Fable 5 wasn't sick. It was switched off. There is no retry that fixes "a government said no." There is no exponential backoff for an export directive. The model isn't behind a degraded load balancer, it's behind a legal wall with no published door. I can evacuate a region in an afternoon. I cannot appeal a national-security directive from my laptop.

That is a failure class that was never in the game day, and most production architectures don't model it.

Why this should bother regulated shops in particular

I work in fintech, which means the pitch in every room right now is some version of "let's put the best available model in the workflow." Tax document processing, check-image classification, agentic back-office work. The better the model, the more headcount and latency you take out, so the incentive is to standardize on the ceiling.

Fable 5 just showed that the ceiling can be nationality-gated in three days. And the failure modes piling up around frontier models are not the ones in my runbook:

• Jurisdiction. Model access is now an export-control question, the way it has always been for advanced chips. A commercial model, launched and pulled in 72 hours, on national-security grounds. That belongs in the vendor risk register now, not in a hypothetical.
• Data retention. Fable shipped with mandatory retention requirements that complicated its rollout with partners like Microsoft. In a regulated context, "where does the prompt go, and for how long" can disqualify a model no matter how good it is.
• Provenance. Plenty of products shipped built on Fable during its short window. When the model vanished, so did the thing standing on top of it.

None of these are outages. None of them get fixed by reliability engineering. They are governance failures wearing an availability costume, which is exactly why they slip past teams who are good at availability.

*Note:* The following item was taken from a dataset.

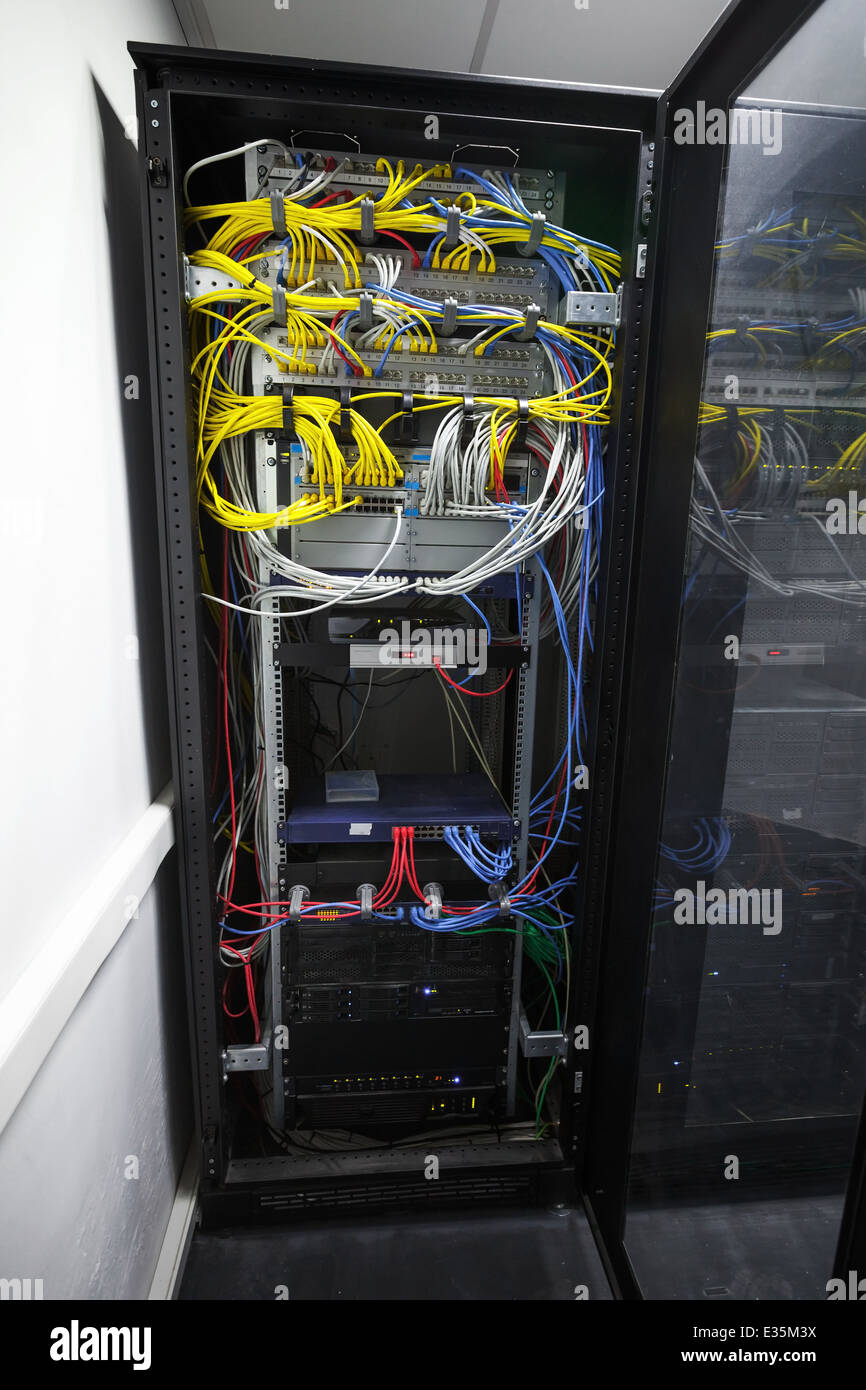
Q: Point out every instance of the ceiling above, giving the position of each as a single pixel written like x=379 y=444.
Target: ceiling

What I'm taking back to the next game day

Treat your top model like a dependency that can be disabled, not just slowed:

1. Abstract the model, not just the call. If your code knows that Fable runs always-on adaptive thinking and has its own Messages API shape, you've welded yourself to one model's quirks. Route through an internal canonical interface so swapping the model underneath is a config change, not a rewrite. Same lesson as not hardcoding a single AZ, one layer up the stack.
2. Keep a real fallback chain, not a fantasy one. Fable to Opus 4.8 to Sonnet 4.6, each tier tested under load before you need it, not the morning you need it. Anthropic's own guidance when the music stopped was to fall back to Opus. The teams that had that wired ate a quality dip. The teams that hardcoded Fable ate an incident. I have watched the difference between a tested failover and an aspirational one play out at 2 a.m., and it is not subtle.
3. Build to a capability floor, not a ceiling. Design the workflow so your worst acceptable model still clears the bar, and treat anything above that as upside you're allowed to lose. If the system only works with the best model on earth, you don't have a system. You have a bet on one vendor's one SKU staying legal.
4. Put "model unavailable for non-technical reasons" in the continuity plan. Not the DR plan for the data center. The plan for the day the model is perfectly healthy and you still can't touch it. That is a tabletop exercise I'm finally going to run.

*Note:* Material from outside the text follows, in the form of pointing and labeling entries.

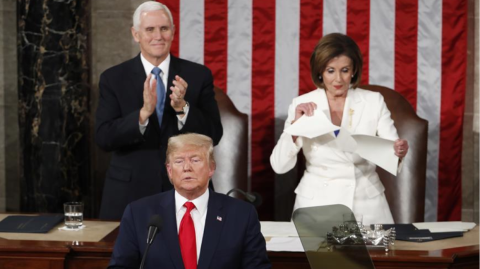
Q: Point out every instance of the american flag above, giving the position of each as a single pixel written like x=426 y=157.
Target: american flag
x=259 y=50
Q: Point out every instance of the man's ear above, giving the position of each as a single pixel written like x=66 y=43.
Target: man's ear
x=135 y=34
x=169 y=170
x=213 y=166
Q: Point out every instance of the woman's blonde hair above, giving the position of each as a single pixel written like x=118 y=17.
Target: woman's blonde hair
x=329 y=47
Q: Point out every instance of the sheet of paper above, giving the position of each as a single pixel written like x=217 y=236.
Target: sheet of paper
x=290 y=244
x=377 y=150
x=312 y=126
x=445 y=226
x=278 y=228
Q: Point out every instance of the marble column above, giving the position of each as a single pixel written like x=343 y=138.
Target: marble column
x=9 y=147
x=53 y=91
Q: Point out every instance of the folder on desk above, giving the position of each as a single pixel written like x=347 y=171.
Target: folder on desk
x=29 y=224
x=408 y=232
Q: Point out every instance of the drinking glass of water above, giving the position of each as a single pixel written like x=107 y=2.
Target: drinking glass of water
x=73 y=214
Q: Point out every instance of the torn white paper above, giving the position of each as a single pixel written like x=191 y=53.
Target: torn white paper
x=312 y=126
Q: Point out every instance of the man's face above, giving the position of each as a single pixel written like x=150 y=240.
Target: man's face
x=190 y=171
x=155 y=35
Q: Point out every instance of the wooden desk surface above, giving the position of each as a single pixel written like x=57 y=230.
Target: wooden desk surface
x=449 y=253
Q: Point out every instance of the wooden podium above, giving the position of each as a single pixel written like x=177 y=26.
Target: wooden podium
x=92 y=247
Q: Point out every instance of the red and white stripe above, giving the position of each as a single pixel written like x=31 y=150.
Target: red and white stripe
x=259 y=52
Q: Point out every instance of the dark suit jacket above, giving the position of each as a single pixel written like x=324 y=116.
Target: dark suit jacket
x=233 y=242
x=137 y=168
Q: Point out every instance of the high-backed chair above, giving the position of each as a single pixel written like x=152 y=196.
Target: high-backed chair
x=406 y=192
x=231 y=153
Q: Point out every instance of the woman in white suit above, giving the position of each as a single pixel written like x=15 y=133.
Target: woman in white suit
x=333 y=176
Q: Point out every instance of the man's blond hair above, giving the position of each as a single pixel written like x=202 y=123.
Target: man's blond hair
x=197 y=141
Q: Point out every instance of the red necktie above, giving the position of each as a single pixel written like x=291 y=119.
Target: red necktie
x=186 y=236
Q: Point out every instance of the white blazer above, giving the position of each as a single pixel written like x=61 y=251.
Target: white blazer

The cloud taught us that machines fail, so we engineered for machines failing. We got good at it. Fable 5 taught us that permission can fail, instantly, globally, with no ETA and no replica to fail over to. That is the variable to design around now.

Opus 4.8 is excellent and it's still here. Build on the model that's still here, and assume the one you love most can be taken away by someone you've never met.